Unter Nikolaus dem Ersten wurde eine weitere Reform umgesetzt, die dem Bildungssystem jede Eigenständigkeit nahm, und die Universitäten wurden zum Niveau einfacher Bildungseinrichtungen degradiert. Die nächste große Reform wurde in den 60er Jahren des 19. Jahrhunderts unter Alexander dem Zweiten durchgeführt. Die Universitäten erhielten wieder eine gewisse Selbständigkeit, die Allgemeinzugänglichkeit und Schichtunabhängigkeit der Grundschulbildung wurde wieder eingeführt. Die weiterführenden Bildungseinrichtungen teilten sich wiederum in klassische Gymnasien und Realschulen auf. Theoretisch konnte sich dort jeder einschreiben, der die Eintrittsprüfung erfolgreich ablegte, in der Praxis entstand allerdings eine Spaltung, wobei die wohlhabenderen Bevölkerungsschichten sich an den Gymnasien einschrieben und die ärmeren an den Realschulen.

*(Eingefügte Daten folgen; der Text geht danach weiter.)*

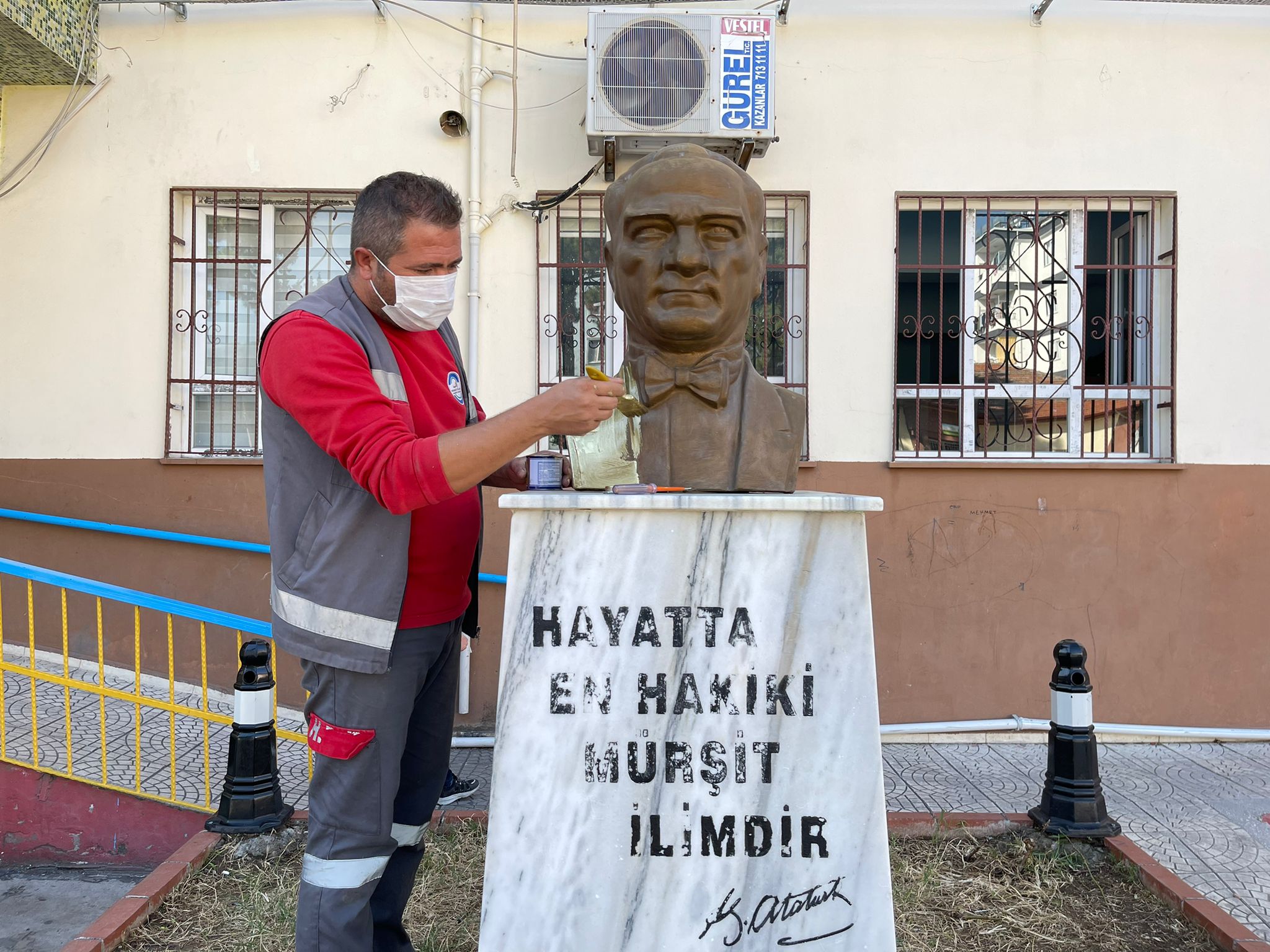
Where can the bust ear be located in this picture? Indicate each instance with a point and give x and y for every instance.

An den Universitäten wurden Frauenkurse gebildet, in denen nach Lehrplänen unterrichtet wurde, die weitestgehend an die der Universität angenähert waren. In etwa dieser Form bestand die russische Bildung bis zur Revolution von 1917 fort.

Eines der ersten Dekrete der neuen Regierung war die Abschaffung der letzten Schichtbeschränkungen beim Zugang zur Bildung sowie die Angleichung des Rechts auf Bildung für Männer und Frauen. Im Jahr 1919 wurde eine Kampagne zur Bekämpfung des Analphabetismus gestartet, wodurch der Bildungsstand in Russland innerhalb kurzer Zeit auf den europäischen Durchschnitt angehoben werden konnte. Die Wissenschaft dümpelte nach der Revolution jedoch lange Zeit vor sich hin, da viele Wissenschaftler das Land verließen, Repressionsmaßnahmen erlitten oder wegen einer "unpassenden" Biographie von der Arbeit entlassen wurden.

Erst in den 1930er Jahren gelang es, das wissenschaftliche Potenzial mehr oder weniger wieder zu erneuern, obwohl viele Zweige noch jahrelang in einem unbefriedigenden Zustand darbten. Den größten Entwicklungsschub erhielten die Ingenieurswissenschaften, da die Wirtschaft und der militärische Bereich sowohl Ingenieure als auch Ingenieursentwicklungen benötigten, was aufgrund der entstandenen Isolation der Sowjetunion besonders aktuell war. Dabei wurde die Bildung in den höheren Klassenstufen mehrmals kostenpflichtig – zum ersten Mal 1923, dann wieder 1940. Dennoch stieg die Zahl der Studenten beständig an.

Durch den Großen Vaterländischen Krieg wurde das wissenschaftliche und bildungsmäßige Potenzial ziemlich zerschlissen, doch der vor dem Krieg gewonnene Vorsprung ermöglichte einer relativ zügige Rückgewinnung der verlorenen Stellung: So gelang es der UdSSR schon 1949 eine Atombombe herzustellen, wofür eine Vielzahl von Spezialisten zusammenarbeiten musste. Zu den Durchbrüchen der sowjetischen Wissenschaft in der Nachkriegszeit muss man auch den ursprünglichen Erfolg in der Eroberung des Weltraums zählen – im Jahr 1957 wurde der erste künstliche Satellit in die Erdumlaufbahn geschossen und 1961 flog der erste Mensch in den Weltraum. Im weiteren Verlauf ließ das Wettrennen der UdSSR und der USA in der Raumfahrt deutlich nach, schlief aber auch nicht völlig ein (der letzte Durchbruch der UdSSR und Russlands in diesem Bereich war die Raumstation Mir, die sich in den Jahren 1985 bis 1997 langsam in der Erdumlaufbahn bildete).

Das Bildungssystem in der Sowjetunion wurde wirklich zu einem der besten der Welt und neben den allgemeinbildenden Schulen wurde ein Netz von spezialisierten weiterführenden Schulen verschiedenen Niveaus und Profils eingerichtet (z.B. Mathematik-, Physik-, Chemie- und sprachliche Schulen). In der Wissenschaft gab es ebenfalls zahlreiche Errungenschaften und die Zahl der wissenschaftlichen Forschungsinstitute stieg mit jedem Jahr.